1.2 This recommendation is not intended to affect treatment with dinutuximab beta that was started in the NHS before this guidance was published. People having treatment outside this recommendation may continue without change to the funding arrangements in place for them before this guidance was published, until they and their NHS clinician consider it appropriate to stop. For a child or young person, this decision should be made jointly by them or their parents or carers and their clinician.
Why the committee made these recommendations
Neuroblastoma mainly affects children and young people. Treatments for high-risk neuroblastoma include chemotherapy, radiotherapy, stem cell transplant, surgery and isotretinoin. Dinutuximab beta is an important, potentially curative option for maintenance treatment of the disease.
An indirect comparison with isotretinoin suggests that dinutuximab beta increases survival and the length of time before the disease progresses, compared with current treatment.

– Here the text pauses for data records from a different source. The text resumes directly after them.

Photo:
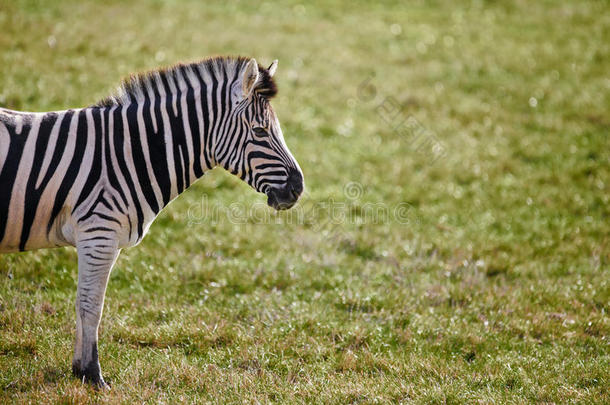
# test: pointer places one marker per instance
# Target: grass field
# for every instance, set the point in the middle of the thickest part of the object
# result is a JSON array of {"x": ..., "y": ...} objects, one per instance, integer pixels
[{"x": 453, "y": 245}]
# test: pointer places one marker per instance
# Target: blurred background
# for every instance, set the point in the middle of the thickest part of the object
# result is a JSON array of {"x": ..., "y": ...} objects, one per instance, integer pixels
[{"x": 452, "y": 244}]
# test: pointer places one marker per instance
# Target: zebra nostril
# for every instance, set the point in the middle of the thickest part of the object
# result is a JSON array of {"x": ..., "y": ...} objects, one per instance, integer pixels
[{"x": 295, "y": 183}]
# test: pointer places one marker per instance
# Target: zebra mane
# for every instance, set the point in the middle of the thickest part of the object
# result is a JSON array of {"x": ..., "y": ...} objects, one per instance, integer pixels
[{"x": 137, "y": 87}]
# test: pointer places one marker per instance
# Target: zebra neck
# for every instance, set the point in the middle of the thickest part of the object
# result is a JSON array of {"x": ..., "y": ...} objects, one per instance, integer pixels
[{"x": 168, "y": 148}]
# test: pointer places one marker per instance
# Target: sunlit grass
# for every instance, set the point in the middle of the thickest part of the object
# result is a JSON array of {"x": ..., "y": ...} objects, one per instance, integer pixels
[{"x": 493, "y": 285}]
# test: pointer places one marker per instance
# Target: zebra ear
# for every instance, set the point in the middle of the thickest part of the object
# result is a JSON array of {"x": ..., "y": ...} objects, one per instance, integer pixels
[
  {"x": 250, "y": 77},
  {"x": 272, "y": 68}
]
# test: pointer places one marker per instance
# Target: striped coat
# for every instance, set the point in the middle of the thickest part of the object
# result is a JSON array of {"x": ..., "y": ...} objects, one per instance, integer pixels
[{"x": 97, "y": 177}]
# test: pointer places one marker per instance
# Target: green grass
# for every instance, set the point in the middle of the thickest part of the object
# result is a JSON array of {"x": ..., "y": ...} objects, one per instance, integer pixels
[{"x": 495, "y": 288}]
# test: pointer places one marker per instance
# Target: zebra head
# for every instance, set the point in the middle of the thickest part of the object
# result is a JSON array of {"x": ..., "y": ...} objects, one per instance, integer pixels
[{"x": 255, "y": 149}]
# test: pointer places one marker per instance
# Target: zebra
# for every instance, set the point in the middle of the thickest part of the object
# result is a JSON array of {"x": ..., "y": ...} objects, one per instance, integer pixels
[{"x": 96, "y": 177}]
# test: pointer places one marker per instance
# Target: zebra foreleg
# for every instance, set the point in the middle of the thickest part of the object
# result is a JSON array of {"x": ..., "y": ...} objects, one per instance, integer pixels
[{"x": 95, "y": 260}]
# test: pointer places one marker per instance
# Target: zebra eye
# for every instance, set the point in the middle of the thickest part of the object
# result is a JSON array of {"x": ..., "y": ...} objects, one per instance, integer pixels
[{"x": 260, "y": 131}]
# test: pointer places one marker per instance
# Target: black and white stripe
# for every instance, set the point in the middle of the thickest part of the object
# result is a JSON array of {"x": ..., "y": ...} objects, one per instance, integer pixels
[{"x": 96, "y": 177}]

Dinutuximab beta does not meet NICE's criteria for a life-extending treatment at the end of life. Also, the range of cost-effectiveness estimates presented is higher than what NICE usually considers a cost-effective use of NHS resources. But taking into account the uncaptured health-related benefits, the rarity and severity of the disease and the potential lifetime benefit for children with neuroblastoma, dinutuximab beta can be recommended for high-risk neuroblastoma.
Dinutuximab beta also has a marketing authorisation to treat relapsed or refractory disease. This indication was not considered in this appraisal because it is not relevant to current NHS practice; most people with relapsed or refractory disease have already had dinutuximab beta.